Sem falar nada, Jesus acomodou-se e logo ressonava enrodilhado na sua manta. A chuva aumentou mais ainda.

Oziel começava a adormecer quando passaram debaixo da rede dele, saindo do carro. A ondulação sob a rede o fez despertar.

- Arre, Jesus! - protestou. - Tu não dorme hoje, home!? Vamos sair de madrugada...

Sem resposta de Jesus, Oziel julgou que o amigo, envergonhado, não ousava replicar aos protestos, e acabou por aquietar-se, tentando novamente adormecer.

Pouco depois passaram novamente debaixo da rede de Oziel, desta feita caminhando em direção ao fundo do carro; algo volumoso e liso arrastou-se por sob a rede. Oziel sentou na rede de um pulo, sacudindo o punho da rede do parceiro que estava a pouco mais de dois palmo da rede dele.

- Porra, Jesus! - gritou. - Eu quero dormir, caralho!

Olhando mais firme na direção do amigo, Oziel viu um vulto. Era o cobrador, sentado na rede, olhando para ele.

- Não fui eu... - murmurou Jesus trêmulo. - Também passaram debaixo da minha rede. Aquilo veio lá do fundo...
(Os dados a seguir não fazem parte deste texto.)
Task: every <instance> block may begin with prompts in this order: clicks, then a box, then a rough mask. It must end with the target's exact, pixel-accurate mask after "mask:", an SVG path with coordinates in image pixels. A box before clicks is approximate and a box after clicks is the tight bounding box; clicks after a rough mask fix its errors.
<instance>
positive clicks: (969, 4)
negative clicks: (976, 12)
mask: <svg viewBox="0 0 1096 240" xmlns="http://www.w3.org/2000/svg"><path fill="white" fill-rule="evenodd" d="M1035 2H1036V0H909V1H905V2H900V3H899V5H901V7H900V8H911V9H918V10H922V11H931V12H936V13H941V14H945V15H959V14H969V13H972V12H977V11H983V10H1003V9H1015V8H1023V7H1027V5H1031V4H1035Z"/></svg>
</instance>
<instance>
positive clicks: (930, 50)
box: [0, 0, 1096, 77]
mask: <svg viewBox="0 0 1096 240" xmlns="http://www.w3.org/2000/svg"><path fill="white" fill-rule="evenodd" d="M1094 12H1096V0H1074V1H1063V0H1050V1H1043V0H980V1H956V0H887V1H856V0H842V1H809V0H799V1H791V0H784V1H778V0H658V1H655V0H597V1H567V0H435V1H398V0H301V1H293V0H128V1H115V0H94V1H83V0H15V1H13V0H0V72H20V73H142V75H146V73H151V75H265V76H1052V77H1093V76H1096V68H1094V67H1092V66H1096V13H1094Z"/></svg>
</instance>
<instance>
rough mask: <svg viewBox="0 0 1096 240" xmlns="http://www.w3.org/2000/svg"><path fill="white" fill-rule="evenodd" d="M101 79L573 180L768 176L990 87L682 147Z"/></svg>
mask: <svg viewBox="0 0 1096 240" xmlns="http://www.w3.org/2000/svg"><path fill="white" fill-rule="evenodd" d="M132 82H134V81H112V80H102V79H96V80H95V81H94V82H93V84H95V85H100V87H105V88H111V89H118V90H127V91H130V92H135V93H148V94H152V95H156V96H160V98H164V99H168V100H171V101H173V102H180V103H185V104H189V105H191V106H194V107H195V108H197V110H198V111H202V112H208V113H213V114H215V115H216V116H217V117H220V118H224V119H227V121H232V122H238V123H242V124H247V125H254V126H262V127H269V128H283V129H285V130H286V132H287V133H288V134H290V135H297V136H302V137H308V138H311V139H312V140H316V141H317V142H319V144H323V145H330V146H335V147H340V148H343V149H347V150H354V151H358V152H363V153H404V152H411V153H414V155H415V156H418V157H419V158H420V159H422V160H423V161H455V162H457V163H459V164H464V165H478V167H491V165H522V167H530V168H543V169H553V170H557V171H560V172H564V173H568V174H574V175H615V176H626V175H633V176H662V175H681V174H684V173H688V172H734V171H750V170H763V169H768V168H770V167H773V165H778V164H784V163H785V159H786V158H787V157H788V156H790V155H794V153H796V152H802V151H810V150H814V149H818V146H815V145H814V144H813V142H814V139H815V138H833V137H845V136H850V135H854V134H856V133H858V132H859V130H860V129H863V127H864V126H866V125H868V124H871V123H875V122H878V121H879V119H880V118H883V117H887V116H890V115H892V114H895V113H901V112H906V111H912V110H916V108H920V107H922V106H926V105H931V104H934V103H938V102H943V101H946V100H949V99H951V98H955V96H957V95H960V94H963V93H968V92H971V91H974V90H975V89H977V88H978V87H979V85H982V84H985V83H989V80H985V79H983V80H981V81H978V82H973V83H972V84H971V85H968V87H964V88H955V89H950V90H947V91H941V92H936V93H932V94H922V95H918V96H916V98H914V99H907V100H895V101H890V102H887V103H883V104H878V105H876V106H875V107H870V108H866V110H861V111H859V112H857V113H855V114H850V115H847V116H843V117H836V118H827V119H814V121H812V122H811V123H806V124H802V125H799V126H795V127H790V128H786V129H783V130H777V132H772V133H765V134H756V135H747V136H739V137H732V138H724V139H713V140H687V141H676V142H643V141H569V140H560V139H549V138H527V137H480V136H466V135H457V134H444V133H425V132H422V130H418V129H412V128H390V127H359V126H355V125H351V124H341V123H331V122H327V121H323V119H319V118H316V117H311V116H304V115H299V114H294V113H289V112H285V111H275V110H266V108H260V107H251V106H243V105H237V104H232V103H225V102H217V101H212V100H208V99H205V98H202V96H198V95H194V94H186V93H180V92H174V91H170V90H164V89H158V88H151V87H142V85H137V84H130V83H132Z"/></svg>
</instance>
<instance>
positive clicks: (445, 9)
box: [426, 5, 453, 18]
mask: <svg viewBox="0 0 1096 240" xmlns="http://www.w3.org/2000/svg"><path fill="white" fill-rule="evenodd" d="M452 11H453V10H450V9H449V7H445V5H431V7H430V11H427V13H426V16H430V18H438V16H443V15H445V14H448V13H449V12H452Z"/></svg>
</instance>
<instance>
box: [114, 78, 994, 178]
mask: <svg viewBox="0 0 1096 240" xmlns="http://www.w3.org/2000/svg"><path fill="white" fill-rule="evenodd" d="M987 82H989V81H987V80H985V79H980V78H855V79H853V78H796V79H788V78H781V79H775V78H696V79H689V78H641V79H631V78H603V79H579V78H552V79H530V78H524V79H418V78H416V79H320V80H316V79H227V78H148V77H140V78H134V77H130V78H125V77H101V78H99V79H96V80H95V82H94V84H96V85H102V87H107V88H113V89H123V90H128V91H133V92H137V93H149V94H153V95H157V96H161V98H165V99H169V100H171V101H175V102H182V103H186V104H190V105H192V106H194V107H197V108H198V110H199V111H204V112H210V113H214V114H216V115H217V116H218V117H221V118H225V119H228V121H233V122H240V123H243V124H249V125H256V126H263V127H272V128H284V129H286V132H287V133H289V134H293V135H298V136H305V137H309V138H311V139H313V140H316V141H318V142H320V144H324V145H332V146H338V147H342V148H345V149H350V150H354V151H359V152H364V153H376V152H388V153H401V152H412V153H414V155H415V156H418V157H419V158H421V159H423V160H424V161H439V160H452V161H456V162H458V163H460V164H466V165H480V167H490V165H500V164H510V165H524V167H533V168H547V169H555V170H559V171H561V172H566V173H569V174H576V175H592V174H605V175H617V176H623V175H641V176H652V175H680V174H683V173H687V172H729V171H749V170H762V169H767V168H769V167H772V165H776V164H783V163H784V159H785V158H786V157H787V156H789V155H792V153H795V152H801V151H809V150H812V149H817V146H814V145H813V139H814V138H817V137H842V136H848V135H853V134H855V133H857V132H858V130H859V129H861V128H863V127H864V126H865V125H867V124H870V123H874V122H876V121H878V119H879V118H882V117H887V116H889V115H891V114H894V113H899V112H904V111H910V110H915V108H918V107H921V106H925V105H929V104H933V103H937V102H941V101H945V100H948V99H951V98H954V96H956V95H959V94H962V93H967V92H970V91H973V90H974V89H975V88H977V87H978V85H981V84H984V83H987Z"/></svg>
Oziel sentiu o cheiro de defunto e arrepiou-se todo. Jesus não ousava olhar para trás. Lembraram da morta, do caixão, temiam que ela estivesse sentada lá atrás, como fantasma os observando. Temiam que ela lhes fizesse algo. Destacada da proteína animal condenada à putrefação a morta, agora espírito mas ainda ligada a este mundo, talvez estivesse ali dentro com eles. Talvez tivesse viajado com eles no carro meio vazio, sentada invisível em um dos bancos. Apavorados, motorista e cobrador agiram por impulso.

De um pulo os dois apanharam as redes e mantas e saíram correndo chapinhando pela lama até a segurança reconfortante de um bico de luz no bar. Por pouco não gritaram, mas poderiam muito bem ter berrado a plenos pulmões que não adiantaria, pois não havia ninguém para socorrê-los ali. Tremiam, não se sabe se de frio ou medo. Depressa enrolaram-se nas mantas para se aquecer e pensar melhor em algo que não fosse voltar para dormir no ônibus.

Sondando o bar, não encontraram escápulas onde pudessem armar as redes. Os caibros estavam muito alto e eles temiam cair dormindo das redes. Quase três metros seria morte certa. O jeito foi a mesa de bilhar. Oziel, tecnicamente o chefe de Jesus, abriu sua rede sobre a mesa e deitou-se. Com uma calça de lona enrolada improvisou um travesseiro e cobriu-se da cabeça aos pés. Jesus ficou ao lado dele, de pé, pensando em algo parecido. Acabou por juntar três mesas de madeira e deitar-se do mesmo jeito.

O ônibus ficou lá na chuva, de porta aberta, mergulhado na umidade invernosa daquela noite amazônica. O vapor frio embaçava seus vidros, mas os dois evitavam olhar na sua direção.

Reunindo imensa coragem, Oziel afastou um pouco a coberta e virou-se para o carro.

Pareceu ver uma silhueta sentada junto a uma das últimas janelas, uma silhueta miúda e imóvel. O motorista arrepiou-se mais uma vez e, de um pinote, virou para o outro lado, procurando não ver nada e procurando dormir à força, sem pensar em mais nada.

Nunca mais dormiram dentro do ônibus em beira de estrada.